The biggest fake news problem during the pandemic is people spreading information that will only serve to make the situation worse. This ranges from bad medical advice: “If you drink enough water, it will wash the virus out of your system and you’ll be fine,” to pandemic denial: “COVID-19 is just the flu and this whole thing is a hoax to control us and make us submissive to authority. Resist!!” That’s the kind of fake news that will kill people and needlessly extend the physical, emotional and economic pain caused by the pandemic.

How can people spot fake news about COVID-19 or any other topic?

The Latin phrase cui bono translates as “Who stands to gain from this?” A good question to ask of any information you encounter.

The most outrageous sorts of fake news about COVID-19 are pretty easy to spot. For instance, if somebody claims to have a simple cure for COVID-19, logic tells you it has to be fake news. If there were a simple cure, why on Earth wouldn’t every politician, business leader and health professional on the planet be embracing it?

It is important to remember that in the age of social media, there is money to be made by standing out in the crowd, in distinguishing yourself from everyone else who is out there hustling for online fame and resultant fortune. It is easier to attract followers and advertisers by being outrageous than it is by saying rational things like “Listen to the professionals. Maintain social distancing.”

There are a lot of sources of information claiming to know the latest on COVID-19. How can people be sure what they’re reading is trustworthy?

For one thing, COVID-19 is such a fast-moving crisis that information that is credible today could become discredited tomorrow. You really need to look at the date of creation (as opposed to publication) on any information you find about COVID-19.

In general, I advise people to look at sources such as the National Institutes of Health, the Centers for Disease Control and the World Health Organization, as well as medical research institutions such as UC San Francisco and the Mayo Clinic. The U.S. National Library of Medicine’s MedlinePlus website is an excellent source of highly credible information for the layperson. I would always start with MedlinePlus and then branch out from there.

What are your tips for what to do if you’re in doubt of information you’ve received about COVID-19?

Because information is created by fallible human beings, no information is perfect. But some information is highly credible, some is much less so, and some not at all. We need to evaluate information in order to make well-informed decisions. Here are questions we should all ask when evaluating information around COVID-19:

  • Who is the author/publisher/creator of the information and what are their qualifications?
  • When was the information created?
  • Did you read beyond the headline/title?
  • Is the information a primary source (scientists reporting on their own research) or a secondary source (a journalist reporting about research conducted by scientists)? If possible, check out the primary source.
  • Does the information cite other credible sources?
  • Can you find other credible, independent sources that support, or contradict, the information you found?
  • Does the information report something that completely contradicts the common wisdom?
  • Is the information a joke?

Is there anything else to know about fake news?

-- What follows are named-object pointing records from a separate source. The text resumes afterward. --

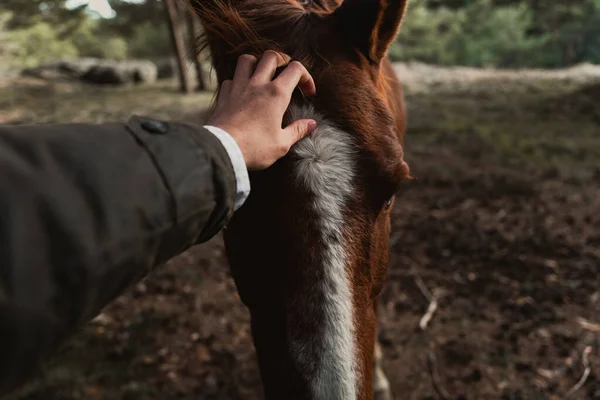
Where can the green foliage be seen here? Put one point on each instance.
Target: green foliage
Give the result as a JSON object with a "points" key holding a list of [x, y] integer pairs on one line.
{"points": [[27, 47], [150, 41], [91, 41], [500, 33]]}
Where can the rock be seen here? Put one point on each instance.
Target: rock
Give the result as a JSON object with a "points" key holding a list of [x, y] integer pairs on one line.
{"points": [[121, 73]]}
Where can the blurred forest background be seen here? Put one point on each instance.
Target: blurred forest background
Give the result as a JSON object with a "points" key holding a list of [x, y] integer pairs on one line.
{"points": [[501, 224], [479, 33]]}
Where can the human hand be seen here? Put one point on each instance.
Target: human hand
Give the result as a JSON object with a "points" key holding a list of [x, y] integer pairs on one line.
{"points": [[251, 106]]}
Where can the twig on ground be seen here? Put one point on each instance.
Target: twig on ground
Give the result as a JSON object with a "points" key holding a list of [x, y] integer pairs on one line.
{"points": [[586, 364], [587, 325], [435, 378], [432, 303]]}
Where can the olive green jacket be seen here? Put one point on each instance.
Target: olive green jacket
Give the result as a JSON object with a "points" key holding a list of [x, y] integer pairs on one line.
{"points": [[88, 210]]}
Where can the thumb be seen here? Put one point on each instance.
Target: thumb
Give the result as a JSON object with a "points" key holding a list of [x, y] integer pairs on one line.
{"points": [[300, 129]]}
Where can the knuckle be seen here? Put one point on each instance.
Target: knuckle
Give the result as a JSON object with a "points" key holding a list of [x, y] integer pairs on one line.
{"points": [[296, 65], [270, 54], [275, 90], [246, 59]]}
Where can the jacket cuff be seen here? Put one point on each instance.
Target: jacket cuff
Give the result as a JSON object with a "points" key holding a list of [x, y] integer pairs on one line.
{"points": [[237, 160]]}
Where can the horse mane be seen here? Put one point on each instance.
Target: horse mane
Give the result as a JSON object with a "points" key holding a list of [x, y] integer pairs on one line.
{"points": [[235, 27]]}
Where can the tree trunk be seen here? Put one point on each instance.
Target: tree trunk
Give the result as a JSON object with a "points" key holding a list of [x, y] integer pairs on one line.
{"points": [[198, 58], [173, 19]]}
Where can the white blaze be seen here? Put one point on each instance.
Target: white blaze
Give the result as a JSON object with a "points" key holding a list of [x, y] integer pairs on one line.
{"points": [[326, 167]]}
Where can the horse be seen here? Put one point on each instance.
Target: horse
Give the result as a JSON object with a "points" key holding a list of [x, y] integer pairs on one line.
{"points": [[308, 251]]}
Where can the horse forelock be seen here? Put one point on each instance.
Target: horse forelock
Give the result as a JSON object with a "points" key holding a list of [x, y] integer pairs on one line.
{"points": [[233, 28]]}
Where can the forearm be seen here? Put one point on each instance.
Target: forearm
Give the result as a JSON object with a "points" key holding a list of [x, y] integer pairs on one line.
{"points": [[87, 211]]}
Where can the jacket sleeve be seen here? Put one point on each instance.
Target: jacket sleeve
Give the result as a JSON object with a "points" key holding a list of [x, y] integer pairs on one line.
{"points": [[88, 210]]}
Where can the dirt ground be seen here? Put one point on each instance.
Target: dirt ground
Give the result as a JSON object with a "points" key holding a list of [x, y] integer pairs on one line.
{"points": [[502, 225]]}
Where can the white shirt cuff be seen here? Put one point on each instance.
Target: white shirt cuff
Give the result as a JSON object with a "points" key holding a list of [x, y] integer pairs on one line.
{"points": [[242, 181]]}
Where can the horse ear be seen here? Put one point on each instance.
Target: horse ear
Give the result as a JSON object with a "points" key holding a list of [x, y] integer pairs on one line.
{"points": [[370, 25]]}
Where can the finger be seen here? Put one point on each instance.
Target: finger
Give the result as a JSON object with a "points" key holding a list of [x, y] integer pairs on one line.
{"points": [[265, 70], [244, 68], [225, 87], [294, 75], [224, 91], [299, 129]]}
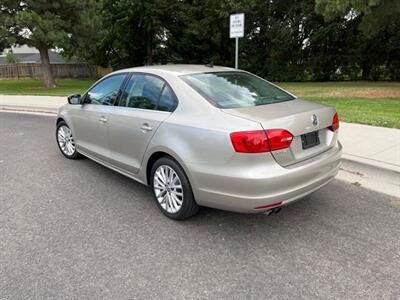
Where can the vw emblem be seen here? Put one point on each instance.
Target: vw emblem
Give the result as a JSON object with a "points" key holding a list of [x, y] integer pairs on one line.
{"points": [[314, 120]]}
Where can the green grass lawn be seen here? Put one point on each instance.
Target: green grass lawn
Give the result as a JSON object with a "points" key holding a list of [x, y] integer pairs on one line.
{"points": [[373, 103], [64, 87]]}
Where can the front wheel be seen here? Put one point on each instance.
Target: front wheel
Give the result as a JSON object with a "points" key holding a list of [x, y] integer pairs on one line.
{"points": [[66, 141], [172, 190]]}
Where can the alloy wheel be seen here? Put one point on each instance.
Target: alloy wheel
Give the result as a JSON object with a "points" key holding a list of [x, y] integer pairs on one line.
{"points": [[168, 189], [66, 140]]}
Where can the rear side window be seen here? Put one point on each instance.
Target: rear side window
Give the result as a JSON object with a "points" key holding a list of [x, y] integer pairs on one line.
{"points": [[147, 92], [235, 89], [167, 100]]}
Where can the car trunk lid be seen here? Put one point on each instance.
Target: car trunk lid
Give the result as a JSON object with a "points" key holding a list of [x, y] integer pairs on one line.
{"points": [[307, 121]]}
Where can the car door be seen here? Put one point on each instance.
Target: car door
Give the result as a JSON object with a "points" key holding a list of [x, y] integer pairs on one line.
{"points": [[145, 103], [90, 120]]}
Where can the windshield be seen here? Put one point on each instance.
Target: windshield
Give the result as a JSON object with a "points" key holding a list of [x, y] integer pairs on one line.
{"points": [[235, 89]]}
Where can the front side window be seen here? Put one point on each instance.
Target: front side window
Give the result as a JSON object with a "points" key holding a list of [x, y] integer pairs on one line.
{"points": [[147, 92], [235, 89], [106, 91]]}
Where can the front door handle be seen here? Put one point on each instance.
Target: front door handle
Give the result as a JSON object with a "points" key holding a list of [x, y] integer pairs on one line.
{"points": [[146, 127], [103, 119]]}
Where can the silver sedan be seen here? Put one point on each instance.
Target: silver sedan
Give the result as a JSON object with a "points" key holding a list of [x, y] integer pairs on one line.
{"points": [[204, 136]]}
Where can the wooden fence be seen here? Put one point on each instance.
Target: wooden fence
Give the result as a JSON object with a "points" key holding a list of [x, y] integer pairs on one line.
{"points": [[34, 70]]}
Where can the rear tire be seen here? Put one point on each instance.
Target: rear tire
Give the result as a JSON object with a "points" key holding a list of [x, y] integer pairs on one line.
{"points": [[66, 141], [171, 189]]}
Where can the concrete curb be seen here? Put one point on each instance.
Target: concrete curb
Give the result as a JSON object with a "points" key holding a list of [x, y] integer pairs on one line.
{"points": [[28, 109], [371, 163]]}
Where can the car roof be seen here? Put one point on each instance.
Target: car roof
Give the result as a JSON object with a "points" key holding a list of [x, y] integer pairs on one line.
{"points": [[178, 70]]}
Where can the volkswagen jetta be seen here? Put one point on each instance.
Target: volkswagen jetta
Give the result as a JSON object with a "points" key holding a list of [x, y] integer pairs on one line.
{"points": [[204, 136]]}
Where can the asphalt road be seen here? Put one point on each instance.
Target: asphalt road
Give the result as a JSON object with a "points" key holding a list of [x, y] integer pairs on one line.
{"points": [[75, 229]]}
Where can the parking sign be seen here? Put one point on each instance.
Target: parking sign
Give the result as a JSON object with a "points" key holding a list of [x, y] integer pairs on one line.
{"points": [[236, 26]]}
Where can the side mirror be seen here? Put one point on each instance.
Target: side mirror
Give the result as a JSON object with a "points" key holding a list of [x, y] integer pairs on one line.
{"points": [[74, 99]]}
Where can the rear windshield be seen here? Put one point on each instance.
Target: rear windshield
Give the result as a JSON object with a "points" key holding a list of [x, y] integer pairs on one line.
{"points": [[235, 89]]}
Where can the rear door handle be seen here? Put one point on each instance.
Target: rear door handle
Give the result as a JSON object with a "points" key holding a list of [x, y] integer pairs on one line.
{"points": [[103, 119], [146, 127]]}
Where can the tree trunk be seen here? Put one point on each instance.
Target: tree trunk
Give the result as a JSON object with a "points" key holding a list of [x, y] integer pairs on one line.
{"points": [[150, 54], [46, 68]]}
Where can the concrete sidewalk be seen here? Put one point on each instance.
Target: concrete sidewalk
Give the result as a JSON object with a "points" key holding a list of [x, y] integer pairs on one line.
{"points": [[368, 145]]}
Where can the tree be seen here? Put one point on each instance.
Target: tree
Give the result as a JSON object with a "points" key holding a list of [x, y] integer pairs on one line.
{"points": [[11, 58], [41, 24], [375, 14]]}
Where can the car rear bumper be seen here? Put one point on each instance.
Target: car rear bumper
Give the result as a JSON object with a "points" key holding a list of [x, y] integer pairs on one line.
{"points": [[248, 182]]}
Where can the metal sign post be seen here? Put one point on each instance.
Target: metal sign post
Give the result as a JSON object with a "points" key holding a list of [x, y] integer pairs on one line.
{"points": [[236, 31]]}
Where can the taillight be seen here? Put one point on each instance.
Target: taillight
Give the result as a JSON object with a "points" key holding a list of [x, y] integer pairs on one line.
{"points": [[250, 141], [335, 123], [261, 140], [279, 139]]}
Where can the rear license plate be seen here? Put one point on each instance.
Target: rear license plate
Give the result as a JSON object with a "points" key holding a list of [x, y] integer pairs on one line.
{"points": [[310, 139]]}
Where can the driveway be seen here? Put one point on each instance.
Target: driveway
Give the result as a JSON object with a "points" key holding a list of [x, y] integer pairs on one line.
{"points": [[75, 229]]}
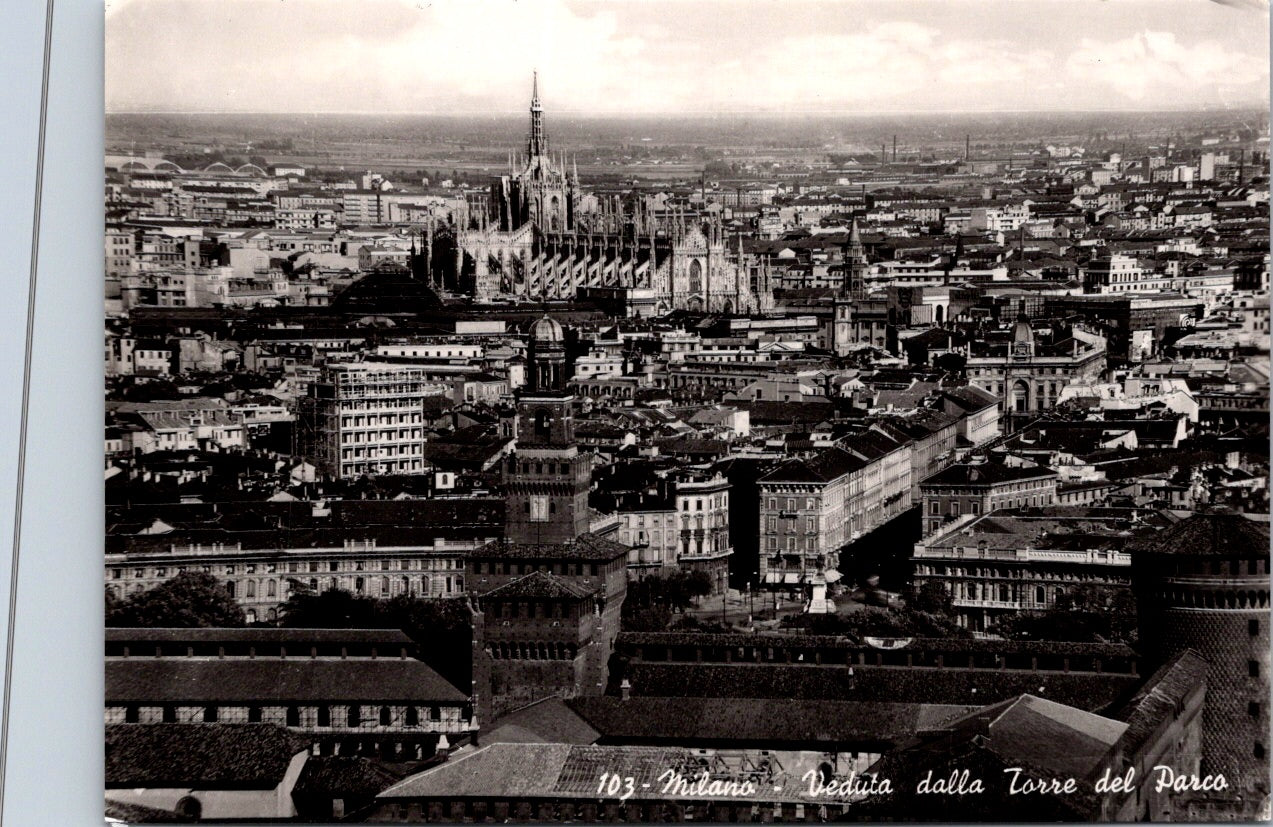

If you are seeking information in order to make good decisions, give yourself enough time to evaluate the information and think carefully about what you have learned. Most of us suffer from a cognitive bias called “anchoring” or “focalism,” which is a tendency to latch onto the first information we come across and give it undue weight in our decision making. Allowing yourself some time to process and evaluate information can help you overcome that cognitive bias and make better decisions than you would make in a rush to judgment.